Aquí ya no son San Francisco, San Valentín, San Judas,
cualquiera es cualquiera, bultos
humanos, desfigurados y sin nombre, esperando
al viejo restaurador
que murió hace tiempo.
Estos anónimos
que fueron rezados, celebrados, contemplados
con infinita devoción
son ahora mis santos. Aquí soy el único fiel y el prelado.
Ante ellos me arrodillo
y rezo con más solidaridad que fe.




CANCIÓN

La señorita Esther H.
en el camino solitario, excepto
algún zorro, me pidió que no la mirara, que
me volteara
porque iba a rociar el mundo. Yo escuché entonces
a mis espaldas
ese sonido sibilante de sus aguas entre las piedras.

Pichi de mujer
no es pichi de hombre, supe.

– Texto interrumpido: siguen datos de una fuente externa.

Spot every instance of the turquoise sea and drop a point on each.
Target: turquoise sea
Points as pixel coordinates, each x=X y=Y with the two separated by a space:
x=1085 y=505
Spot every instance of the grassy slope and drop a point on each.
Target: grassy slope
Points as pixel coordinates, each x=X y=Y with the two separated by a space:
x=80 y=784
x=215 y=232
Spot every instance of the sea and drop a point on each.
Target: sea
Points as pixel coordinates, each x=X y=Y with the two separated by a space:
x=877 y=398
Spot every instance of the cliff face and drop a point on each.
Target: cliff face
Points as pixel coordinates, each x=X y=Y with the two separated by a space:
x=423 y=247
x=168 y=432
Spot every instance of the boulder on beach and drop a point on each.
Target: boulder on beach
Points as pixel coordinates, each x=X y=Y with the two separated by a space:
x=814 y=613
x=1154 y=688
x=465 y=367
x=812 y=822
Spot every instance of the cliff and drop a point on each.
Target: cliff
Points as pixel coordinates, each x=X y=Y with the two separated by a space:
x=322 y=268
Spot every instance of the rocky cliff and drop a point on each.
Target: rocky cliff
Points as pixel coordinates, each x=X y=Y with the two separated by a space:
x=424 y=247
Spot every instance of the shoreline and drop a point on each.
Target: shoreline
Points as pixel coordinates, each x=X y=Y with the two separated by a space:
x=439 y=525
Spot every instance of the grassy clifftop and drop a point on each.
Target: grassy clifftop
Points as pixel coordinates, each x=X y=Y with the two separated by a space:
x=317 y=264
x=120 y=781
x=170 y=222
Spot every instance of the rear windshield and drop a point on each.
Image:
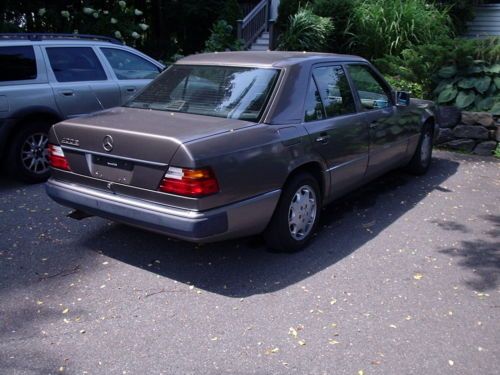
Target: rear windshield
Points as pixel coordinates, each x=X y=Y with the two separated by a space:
x=219 y=91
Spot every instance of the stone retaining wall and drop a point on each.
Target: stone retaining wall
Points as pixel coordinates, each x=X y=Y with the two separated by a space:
x=475 y=132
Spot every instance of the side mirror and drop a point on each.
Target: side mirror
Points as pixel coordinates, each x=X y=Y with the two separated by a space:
x=402 y=98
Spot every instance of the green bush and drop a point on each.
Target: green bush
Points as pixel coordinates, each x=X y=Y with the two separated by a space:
x=222 y=38
x=340 y=12
x=306 y=32
x=381 y=27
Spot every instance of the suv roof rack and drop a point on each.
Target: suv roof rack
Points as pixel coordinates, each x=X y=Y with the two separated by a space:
x=56 y=36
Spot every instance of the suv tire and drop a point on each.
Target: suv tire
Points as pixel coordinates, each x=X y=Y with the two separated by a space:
x=28 y=155
x=296 y=216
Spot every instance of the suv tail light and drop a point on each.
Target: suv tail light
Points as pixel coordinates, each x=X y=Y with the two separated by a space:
x=57 y=158
x=189 y=182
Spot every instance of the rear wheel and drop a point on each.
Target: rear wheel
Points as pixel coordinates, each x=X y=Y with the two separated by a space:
x=296 y=215
x=421 y=160
x=28 y=156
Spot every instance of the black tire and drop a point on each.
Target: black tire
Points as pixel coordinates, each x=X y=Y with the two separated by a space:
x=28 y=153
x=421 y=160
x=279 y=234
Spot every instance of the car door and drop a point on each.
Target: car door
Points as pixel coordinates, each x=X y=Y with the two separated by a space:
x=79 y=82
x=132 y=71
x=338 y=133
x=388 y=140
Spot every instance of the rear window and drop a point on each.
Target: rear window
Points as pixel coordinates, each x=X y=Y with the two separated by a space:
x=219 y=91
x=18 y=63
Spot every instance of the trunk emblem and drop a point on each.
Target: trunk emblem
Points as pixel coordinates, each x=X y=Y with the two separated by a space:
x=107 y=143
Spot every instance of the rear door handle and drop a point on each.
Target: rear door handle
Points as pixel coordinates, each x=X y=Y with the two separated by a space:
x=323 y=138
x=67 y=92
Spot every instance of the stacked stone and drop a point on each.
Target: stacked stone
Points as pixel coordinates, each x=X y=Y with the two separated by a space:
x=476 y=132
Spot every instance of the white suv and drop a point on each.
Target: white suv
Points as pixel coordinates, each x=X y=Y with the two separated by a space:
x=47 y=78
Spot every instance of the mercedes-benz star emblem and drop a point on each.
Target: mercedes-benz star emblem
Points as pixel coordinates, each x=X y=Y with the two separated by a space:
x=107 y=143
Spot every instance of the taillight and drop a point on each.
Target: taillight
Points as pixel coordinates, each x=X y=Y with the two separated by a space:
x=189 y=182
x=57 y=158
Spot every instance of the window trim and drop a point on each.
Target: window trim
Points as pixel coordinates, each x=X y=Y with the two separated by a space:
x=378 y=77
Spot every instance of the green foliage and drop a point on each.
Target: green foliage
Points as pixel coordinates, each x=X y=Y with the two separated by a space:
x=381 y=27
x=340 y=12
x=306 y=32
x=402 y=84
x=222 y=38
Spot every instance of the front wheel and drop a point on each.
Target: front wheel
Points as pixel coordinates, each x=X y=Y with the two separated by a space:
x=28 y=155
x=296 y=215
x=421 y=160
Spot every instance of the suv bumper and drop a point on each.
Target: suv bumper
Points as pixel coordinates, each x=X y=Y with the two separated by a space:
x=244 y=218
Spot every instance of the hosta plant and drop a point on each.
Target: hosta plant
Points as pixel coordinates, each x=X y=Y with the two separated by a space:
x=474 y=87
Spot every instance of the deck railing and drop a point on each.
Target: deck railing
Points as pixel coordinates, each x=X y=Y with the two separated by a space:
x=255 y=22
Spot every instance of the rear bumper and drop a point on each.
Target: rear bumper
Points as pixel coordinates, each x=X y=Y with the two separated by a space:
x=247 y=217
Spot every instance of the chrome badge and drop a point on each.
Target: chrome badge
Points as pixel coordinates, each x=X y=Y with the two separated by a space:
x=107 y=143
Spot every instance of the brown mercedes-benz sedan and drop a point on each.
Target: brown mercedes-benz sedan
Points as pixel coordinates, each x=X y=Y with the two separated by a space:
x=233 y=144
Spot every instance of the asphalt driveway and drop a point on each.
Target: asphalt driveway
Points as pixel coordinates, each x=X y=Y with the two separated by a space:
x=402 y=278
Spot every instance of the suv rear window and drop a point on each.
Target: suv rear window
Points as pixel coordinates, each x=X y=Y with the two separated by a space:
x=75 y=64
x=219 y=91
x=18 y=63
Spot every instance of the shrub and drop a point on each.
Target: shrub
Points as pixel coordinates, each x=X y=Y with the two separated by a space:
x=340 y=12
x=383 y=27
x=306 y=32
x=222 y=38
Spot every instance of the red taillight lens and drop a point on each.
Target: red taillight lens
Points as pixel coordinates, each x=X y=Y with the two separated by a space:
x=189 y=182
x=57 y=158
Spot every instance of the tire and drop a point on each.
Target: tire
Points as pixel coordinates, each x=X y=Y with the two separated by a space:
x=291 y=234
x=421 y=160
x=28 y=154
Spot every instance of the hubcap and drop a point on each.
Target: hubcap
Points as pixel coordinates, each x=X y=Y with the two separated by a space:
x=34 y=153
x=426 y=148
x=302 y=212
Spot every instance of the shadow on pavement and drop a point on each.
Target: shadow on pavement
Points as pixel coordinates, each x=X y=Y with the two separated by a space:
x=243 y=267
x=481 y=255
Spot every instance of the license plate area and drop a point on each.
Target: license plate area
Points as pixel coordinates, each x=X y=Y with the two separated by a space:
x=106 y=161
x=111 y=169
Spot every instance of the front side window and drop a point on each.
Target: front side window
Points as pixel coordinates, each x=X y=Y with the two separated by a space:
x=17 y=63
x=372 y=93
x=126 y=65
x=219 y=91
x=75 y=64
x=334 y=90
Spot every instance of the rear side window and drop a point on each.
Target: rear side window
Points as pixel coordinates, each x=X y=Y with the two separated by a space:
x=373 y=94
x=334 y=90
x=74 y=64
x=18 y=63
x=126 y=65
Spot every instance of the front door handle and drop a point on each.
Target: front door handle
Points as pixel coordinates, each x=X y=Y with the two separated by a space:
x=323 y=138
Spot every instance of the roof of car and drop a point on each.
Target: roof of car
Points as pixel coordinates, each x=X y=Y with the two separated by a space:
x=264 y=58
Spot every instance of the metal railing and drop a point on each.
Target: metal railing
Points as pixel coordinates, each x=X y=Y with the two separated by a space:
x=250 y=27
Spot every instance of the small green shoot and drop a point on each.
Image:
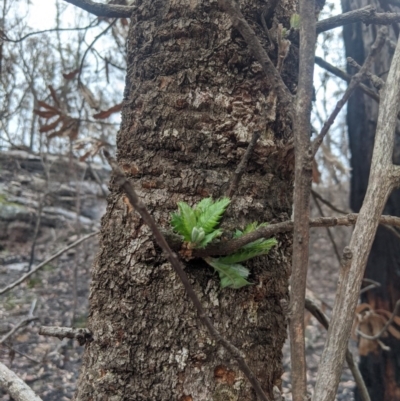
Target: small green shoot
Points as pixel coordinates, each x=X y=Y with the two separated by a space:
x=198 y=227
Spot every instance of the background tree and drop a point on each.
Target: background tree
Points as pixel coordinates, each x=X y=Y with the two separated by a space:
x=380 y=368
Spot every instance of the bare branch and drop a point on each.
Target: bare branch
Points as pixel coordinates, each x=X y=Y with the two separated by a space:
x=81 y=335
x=382 y=180
x=239 y=22
x=122 y=182
x=22 y=323
x=51 y=258
x=355 y=81
x=229 y=247
x=16 y=387
x=346 y=77
x=104 y=10
x=385 y=327
x=7 y=39
x=321 y=317
x=301 y=197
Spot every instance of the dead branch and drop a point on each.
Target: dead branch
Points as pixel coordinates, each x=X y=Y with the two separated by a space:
x=346 y=77
x=321 y=317
x=51 y=258
x=384 y=176
x=301 y=197
x=385 y=327
x=122 y=183
x=258 y=52
x=81 y=335
x=242 y=165
x=16 y=387
x=355 y=81
x=104 y=10
x=229 y=247
x=22 y=323
x=367 y=15
x=327 y=203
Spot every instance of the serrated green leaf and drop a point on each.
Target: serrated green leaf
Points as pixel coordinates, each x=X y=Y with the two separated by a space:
x=209 y=237
x=210 y=213
x=232 y=276
x=295 y=21
x=185 y=221
x=250 y=251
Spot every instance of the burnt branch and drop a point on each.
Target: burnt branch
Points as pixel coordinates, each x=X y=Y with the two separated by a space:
x=355 y=81
x=346 y=77
x=385 y=327
x=229 y=247
x=301 y=197
x=258 y=52
x=51 y=258
x=20 y=324
x=121 y=182
x=321 y=317
x=83 y=336
x=367 y=15
x=241 y=168
x=104 y=10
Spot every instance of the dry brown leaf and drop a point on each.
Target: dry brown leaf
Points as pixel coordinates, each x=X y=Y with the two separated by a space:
x=49 y=127
x=71 y=75
x=107 y=113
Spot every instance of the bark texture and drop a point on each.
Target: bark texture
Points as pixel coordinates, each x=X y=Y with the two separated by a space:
x=380 y=369
x=194 y=96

Pichi de mujer
se expande y se hace atmósfera, marejada
concupiscente
que ese día envolvió también al caballo, al buey que labraba,
a mi perro colero
y a cuanto macho que respiraba a la redonda.

La señorita Esther H. era mi maestra rural.
Ella dilató por primera vez la nariz
de mi corazón.

Una arbitrariedad de niño
sospechó su reconditez como fruta de rápido zumo.
Unas veces naranja, otras ciruela de Chile.
En la escuela rural sabíamos poco
pero sospechábamos mucho.






NUESTRA REINA

Blanco tu uniforme y qué rosada
tu piel.
Entonces tus vísceras deben ser azules, doctora.
Eres nuestra reina.
Los enfermos estiramos nuestras manos atribuladas
hacia ti, en triste cortejo.
Queremos tocarte cuando cruzas los pasillos,
altiva,
docta, saludable, oh sí, saludable,
con tus vísceras azules.

Imaginamos a los doctores a salvo de nuestros males,
pero si el conocimiento no te exime
y también te mueres, serías una bella
muerta. Tienes
nariz alta, boca
que cierra bien, que se sella,
párpados tersos, largo cuerpo para ser tendido
voluptuoso
sobre una mesa de hierba.
También así serías nuestra reina
y seguiríamos estirando las manos
ya tranquilas y con flores
hacia ti, nuestra última señal de gozo.






EL GUARDIÁN DEL HIELO

Y coincidimos en el terral
el heladero con su carretilla averiada
y yo
que corría tras los pájaros huidos del fuego
de la zafra.
También coincidió el sol.
En esa situación cómo negarse a un favor llano:
el heladero me pidió cuidar su efímero hielo.
Oh cuidar lo fugaz bajo el sol...
El hielo empezó a derretirse
bajo mi sombra, tan desesperada
como inútil

Diluyéndose
dibujaba seres esbeltos y primordiales
que sólo un instante tenían firmeza
de cristal de cuarzo
y enseguida eran formas puras
como de montaña o planeta
que se devasta.
No se puede amar lo que tan rápido fuga.
Ama rápido, me dijo el sol.
Y así aprendí, en su ardiente y perverso reino,
a cumplir con la vida:
Yo soy el guardián del hielo.








2 comentarios:

Tony Chávez Uceda dijo...

Una de las cosas que me hubiera gustado preguntarle a Watanabe es si alguna vez intentó o consideró escribir un guión de la más grande novela peruana jamás escrita "Conversación en la catedral". Ahora que llevo casi dos años avanzando a paso de tortuga solo con la planificación, me pregunto qué recursos usó para adaptar esa otra gran obra de don Mario "La ciudad y los perros". Por lo pronto ya llevo leyendo "conversación" unas 70 veces al menos de cabo a rabo e incontables veces sus pasajes más filmables. Grande maestro Watanabe, una lumbrera como guionista de cine también.

Necia dijo...

"... la mas grande novela peruana jamas escrita..." asu mare!

me imagino al sonriente wata diciendole, "tampoco, tampoco, mi estimado miope"

ay lizardo, tenias que ser tu para ponerme a leer al wata de nuevo! gracias, hermano. la de la mantis religiosa me ha puesto a googlear sobre la lengua aspiradora esa, pucha, que melo! que nos den goce mientras nos dejan cascarita, wow!